The DOJ had asked the court on Jan. 24 to put the Biden-era cases on hold because the department was considering changing its position on the cases following the inauguration of President Donald Trump on Jan. 20.
Position changes in high-profile court cases often take place when a new party assumes the presidency. After President Joe Biden was inaugurated in January 2021, the DOJ similarly changed its position on several court cases that were pending at the time.
Acting Solicitor General Sarah Harris, who is currently the Trump administration’s top lawyer at the Supreme Court, said in filings on Jan. 24 that the DOJ needs time to reevaluate the cases because a new president is in charge.
Harris had asked the court to halt all written briefing deadlines in the cases, which would suspend the processing of those cases indefinitely. After the court agrees to hear oral arguments in a case, it typically asks the litigants to file briefs outlining the arguments they intend to make.
In legal parlance, Harris filed motions to hold the briefing schedule in the cases in abeyance. In other words, she asked the court to suspend briefings until the Trump administration could decide how to proceed.
Oklahoma v. EPA and EPA v. Calumet Shreveport Refining both concern the federal Clean Air Act, which provides that challenges to “nationally applicable regulations” may “be filed only” in the U.S. Court of Appeals for the District of Columbia Circuit.
At issue is the EPA’s “good neighbor” rule, which targets states whose industries are said to be contributing to smog.
The Clean Air Act requires each state to adopt an implementation plan to comply with national standards, which the EPA then reviews. In 2023, the agency drafted its own rule after rejecting 23 states’ plans for meeting national ozone standards.
In February 2024, the U.S. Court of Appeals for the 10th Circuit determined that challenges to EPA disapproval of the state plans could be filed only in the D.C. Circuit.
The states said the regulation was illegal and costly, could lead to blackouts, and undermined the principles of the Clean Air Act, while the EPA said the rule was urgently needed to fight air pollution.
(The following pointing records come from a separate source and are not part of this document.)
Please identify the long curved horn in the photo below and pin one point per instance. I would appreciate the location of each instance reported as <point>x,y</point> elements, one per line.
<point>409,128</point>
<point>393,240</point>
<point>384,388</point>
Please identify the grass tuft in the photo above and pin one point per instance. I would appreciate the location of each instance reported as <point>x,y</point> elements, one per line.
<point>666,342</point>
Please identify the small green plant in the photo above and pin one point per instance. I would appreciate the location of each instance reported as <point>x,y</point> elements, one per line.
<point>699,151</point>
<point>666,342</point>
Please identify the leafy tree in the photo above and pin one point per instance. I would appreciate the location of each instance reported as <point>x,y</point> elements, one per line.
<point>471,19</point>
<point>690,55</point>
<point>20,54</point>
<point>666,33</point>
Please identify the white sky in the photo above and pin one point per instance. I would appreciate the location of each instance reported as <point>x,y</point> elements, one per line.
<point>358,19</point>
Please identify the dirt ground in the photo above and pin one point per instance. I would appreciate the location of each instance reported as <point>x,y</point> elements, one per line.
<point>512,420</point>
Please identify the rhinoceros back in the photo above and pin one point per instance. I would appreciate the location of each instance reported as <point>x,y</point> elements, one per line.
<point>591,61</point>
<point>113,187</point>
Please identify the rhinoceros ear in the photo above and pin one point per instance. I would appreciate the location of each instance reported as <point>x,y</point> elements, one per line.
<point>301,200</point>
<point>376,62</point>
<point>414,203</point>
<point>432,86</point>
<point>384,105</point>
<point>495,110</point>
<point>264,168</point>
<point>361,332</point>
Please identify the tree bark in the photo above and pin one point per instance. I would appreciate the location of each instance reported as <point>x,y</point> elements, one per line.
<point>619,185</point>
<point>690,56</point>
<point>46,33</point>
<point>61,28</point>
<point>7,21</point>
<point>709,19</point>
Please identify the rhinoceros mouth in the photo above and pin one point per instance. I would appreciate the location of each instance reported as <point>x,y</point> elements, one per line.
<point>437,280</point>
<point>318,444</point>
The EPA argued the case should be heard by the D.C. Circuit, but the U.S. Court of Appeals for the Fifth Circuit found in November 2023 that it—and not the D.C. Circuit—was the proper venue for that appeal.
The Epoch Times reached out for comment to the DOJ, which represents the EPA; Calumet Shreveport Refining’s attorney, Michael Huston of Perkins Coie in Phoenix, Arizona; and Oklahoma’s attorney, Mithun Mansinghani of Lehotsky Keller Cohn in Oklahoma City, Oklahoma.
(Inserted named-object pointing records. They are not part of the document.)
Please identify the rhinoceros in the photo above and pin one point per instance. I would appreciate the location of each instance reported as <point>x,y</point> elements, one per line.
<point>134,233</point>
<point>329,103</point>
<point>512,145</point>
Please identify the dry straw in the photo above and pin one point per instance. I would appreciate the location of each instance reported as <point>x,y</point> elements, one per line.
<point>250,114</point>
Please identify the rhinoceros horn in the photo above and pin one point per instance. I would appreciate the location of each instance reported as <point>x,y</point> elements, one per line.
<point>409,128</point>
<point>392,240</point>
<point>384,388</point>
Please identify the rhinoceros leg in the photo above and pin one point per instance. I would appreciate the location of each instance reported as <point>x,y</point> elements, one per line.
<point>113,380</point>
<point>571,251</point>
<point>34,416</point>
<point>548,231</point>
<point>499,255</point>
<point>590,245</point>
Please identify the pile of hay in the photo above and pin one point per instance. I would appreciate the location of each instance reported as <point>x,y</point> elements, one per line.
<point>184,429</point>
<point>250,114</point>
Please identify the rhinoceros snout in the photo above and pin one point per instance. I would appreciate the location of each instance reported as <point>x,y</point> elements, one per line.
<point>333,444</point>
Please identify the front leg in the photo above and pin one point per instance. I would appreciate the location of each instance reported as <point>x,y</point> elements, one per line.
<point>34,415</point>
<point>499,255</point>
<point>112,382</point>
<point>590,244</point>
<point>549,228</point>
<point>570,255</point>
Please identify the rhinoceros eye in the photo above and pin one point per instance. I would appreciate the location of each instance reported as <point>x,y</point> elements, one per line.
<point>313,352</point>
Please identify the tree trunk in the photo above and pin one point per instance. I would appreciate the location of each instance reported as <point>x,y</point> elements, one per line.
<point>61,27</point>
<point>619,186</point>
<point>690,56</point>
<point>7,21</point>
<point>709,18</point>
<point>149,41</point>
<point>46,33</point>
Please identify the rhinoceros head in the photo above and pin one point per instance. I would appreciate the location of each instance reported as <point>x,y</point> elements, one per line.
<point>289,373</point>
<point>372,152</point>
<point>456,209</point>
No replies were received by publication time.
The justices have not yet scheduled oral argument in the third EPA case that the court declined to halt after the DOJ asked for a pause.
A lower court ruled California had the authority to regulate tailpipe emissions. That court held that the energy companies bringing the legal action could not demonstrate they had legal standing to sue, meaning they couldn’t show a strong enough connection to the claim to justify their participation in the lawsuit.
California’s policy stances are influential, and several states have already adopted its regulatory framework for automobiles. California says its climate-related policies are needed to drive down demand for liquid fuel.
It is unclear when the justices will schedule a hearing in the case.
The Supreme Court’s calendar indicates no arguments have yet been scheduled for the period from April 21 to 30, which is the last period set aside for arguments that remain in the court’s current term that began in October 2024.